Geek Book Review: History is All You Left Me

by Adam Silvera. SoHo Teen, 2017

Geek rate: Sky god worthy (5 out of 5 stars)

A story about grief and guilt and on making peace with the past. This is one of the books that will leave a mark long after you read it.

“You’re dead, and I’m the worst kind of alive.”

Author Adam Silvera packs a powerful emotional punch in this multilayered story told partly in flashbacks by Griffin, who’s mourning the sudden death of his best friend and first love, Theo. Griff’s trauma and heartbreak are compounded by his knowledge that Theo had developed a relationship with Jackson, another white boy, while he was away at college. Griff’s narrative, addressed to Theo, goes back and forth between the past and present, echoing the alternate universes that they used to ponder. -Kirkus Reviews.
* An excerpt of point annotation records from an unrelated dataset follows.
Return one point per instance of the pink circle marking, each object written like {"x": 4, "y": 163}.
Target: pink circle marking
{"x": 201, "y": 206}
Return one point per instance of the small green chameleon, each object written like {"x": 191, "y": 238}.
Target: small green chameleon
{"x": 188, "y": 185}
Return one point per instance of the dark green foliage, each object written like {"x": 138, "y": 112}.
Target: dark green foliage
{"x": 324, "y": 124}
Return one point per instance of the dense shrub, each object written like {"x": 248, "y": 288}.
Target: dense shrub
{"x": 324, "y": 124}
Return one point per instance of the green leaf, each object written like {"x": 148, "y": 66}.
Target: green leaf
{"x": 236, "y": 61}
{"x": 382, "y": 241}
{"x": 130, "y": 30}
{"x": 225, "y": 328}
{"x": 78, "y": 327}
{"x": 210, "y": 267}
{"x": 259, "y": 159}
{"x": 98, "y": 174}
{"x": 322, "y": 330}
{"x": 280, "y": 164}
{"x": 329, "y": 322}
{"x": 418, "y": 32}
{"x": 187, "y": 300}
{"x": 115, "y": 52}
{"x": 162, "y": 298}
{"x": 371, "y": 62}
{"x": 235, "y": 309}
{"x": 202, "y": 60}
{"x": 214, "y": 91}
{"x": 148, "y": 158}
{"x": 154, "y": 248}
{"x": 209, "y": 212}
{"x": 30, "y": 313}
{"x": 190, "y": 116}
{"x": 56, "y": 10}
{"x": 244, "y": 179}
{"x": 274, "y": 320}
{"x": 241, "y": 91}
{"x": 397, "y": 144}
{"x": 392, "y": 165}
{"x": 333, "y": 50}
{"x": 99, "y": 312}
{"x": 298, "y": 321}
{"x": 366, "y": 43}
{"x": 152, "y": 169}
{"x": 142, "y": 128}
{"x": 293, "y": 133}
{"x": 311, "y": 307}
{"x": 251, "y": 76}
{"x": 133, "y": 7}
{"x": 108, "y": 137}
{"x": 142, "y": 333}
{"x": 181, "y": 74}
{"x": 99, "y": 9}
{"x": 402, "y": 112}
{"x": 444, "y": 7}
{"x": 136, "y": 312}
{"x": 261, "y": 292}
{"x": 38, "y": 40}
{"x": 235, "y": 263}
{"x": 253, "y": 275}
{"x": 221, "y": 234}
There’s always a melancholic feel in Silvera’s writings. “History is All You Left Me” has alternating chapters of the past and present where Griffin was with Theo in the past and those chapters when Griffin just lost Theo in the present. While the style is not uncommon with YA novels, the effect here is that we get to know Griffin’s past with Theo and as a result, the readers became attached to Griffin more so that I developed a certain hatred towards Jackson, Theo’s boyfriend, when he was introduced later in the story. The chapters, especially those in the present, will take readers into a dark ride about loss, guilt, and hanging on to a memory. The depth in his writing will hook readers until the last page.

“We were something, but history isn’t enough to keep something alive forever.”

There’s a purpose for these alternating chapters of past and present, that is to established the relationship of Griffin and Theo and how Theo’s lost impact Griffin’s live. But “History is All You Left Me” tackles the uncharted issues of the boundaries between friendship and romance, something experienced in real life but are rarely discussed in books. This is further proof that Silvera is willing to stand beyond the norm and to discuss the issues which make other people uneasy.

As I mentioned, there’s this sadness in every chapter of the book that is not dragging but rather would make readers feel Griffin’s emotions and understand more of his struggles: his joy of being with Theo, his grief and guilt in losing him, his anger towards Jackson, his depression, as well as, his compulsive disorder.

zeus-512Geek Rate: Sky god Worthy (5 out of 5 stars). Beyond the story of Griffin and Theo, “History is All You Left Me,” is about making peace with the past. While people couldn’t have an awesome story that Griffin had with Theo, his musings towards making sense of what happened will guide readers experiencing, in one way or another, the same challenges he faced. With a hope that Griffin’s journey will help you along the way.